My eldest son is at college now, but works part time in a restaurant preparing food at the weekends, and he has to pay board out of that - not all of his money, just some of it. TBH it is more like a token amount to remind him that life isn't free, but he still has money left over for his own use because he also needs to see that there actually is an incentive for working.
My father was very strict, very violent, and very abusive, he made my life hell as a child back in the sixties. But you know what - he never expected me to help support my younger siblings, because he saw that as his responsibility, not mine. He required me to work at home, but also let me enjoy my childhood once the few chores I had were done. He refused to give pocket money and from the age of 13 expected me to go out and work if I wanted money of my own (in the UK it was illegal to make anyone under the age of 13 work back then) - but that money was my own and he never took it from me. If I earned it I got to spend it, though of course I got an ear bashing if I was profligate with my money. Once I was old enough to work full time I had to pay board, but not so much that I was unable to have a social life with what was left over! And this is a father who actually hated me and beat me every day for the tiniest reason!

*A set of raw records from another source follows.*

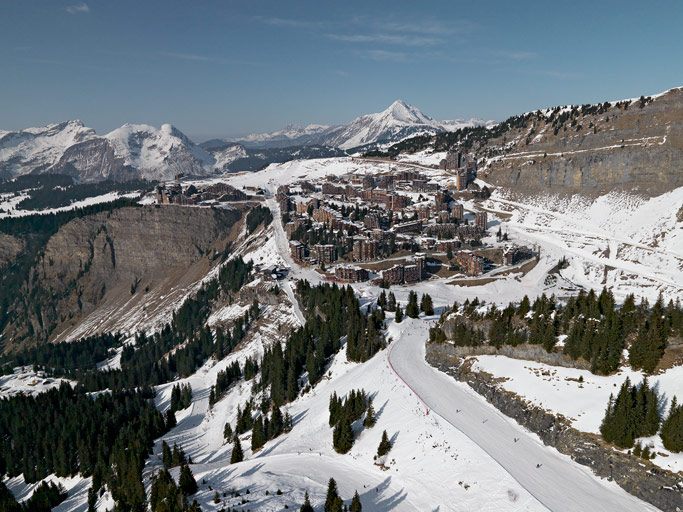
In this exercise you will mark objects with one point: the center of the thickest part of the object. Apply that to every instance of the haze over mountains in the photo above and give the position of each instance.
(143, 151)
(627, 145)
(398, 121)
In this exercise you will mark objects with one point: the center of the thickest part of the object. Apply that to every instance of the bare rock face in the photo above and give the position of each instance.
(93, 160)
(112, 258)
(627, 147)
(10, 247)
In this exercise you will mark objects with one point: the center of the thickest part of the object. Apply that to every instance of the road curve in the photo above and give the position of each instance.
(559, 484)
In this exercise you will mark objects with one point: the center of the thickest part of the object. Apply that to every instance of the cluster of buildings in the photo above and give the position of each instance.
(174, 193)
(348, 225)
(462, 166)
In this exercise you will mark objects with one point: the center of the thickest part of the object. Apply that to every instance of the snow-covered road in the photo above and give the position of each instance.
(559, 484)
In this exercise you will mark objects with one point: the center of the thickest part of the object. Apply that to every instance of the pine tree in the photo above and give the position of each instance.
(672, 428)
(186, 482)
(370, 417)
(166, 455)
(342, 436)
(384, 445)
(92, 500)
(178, 457)
(170, 419)
(306, 507)
(412, 310)
(236, 455)
(227, 431)
(333, 503)
(391, 302)
(524, 307)
(356, 505)
(257, 435)
(426, 305)
(382, 300)
(399, 314)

What is the point in living in a modern civilisation if we can't give our children the right to be children? not to be wage slaves, or surrogate parents, but simple children with time to be themselves. That does not mean teaching them to be privileged or entitled, just to be able to actually enjoy the life that the modern world gives them!
_________________
Autistic dad to an autistic boy and loving it - its always fun in our house

I have Autism. My communication difficulties mean that I sometimes get words wrong, that what I mean is not what comes out.
He lives in England, obviously I don´t want to share much more than that. I live in the Netherlands myself.
Is there any emergency line I could call ? Is there any assisted living instance he could have access to quickly ?
He states that he is more than willing to live on his own and expresses a great desire for this.
Also, he says that he feels completely capable of living away from his parents on his own.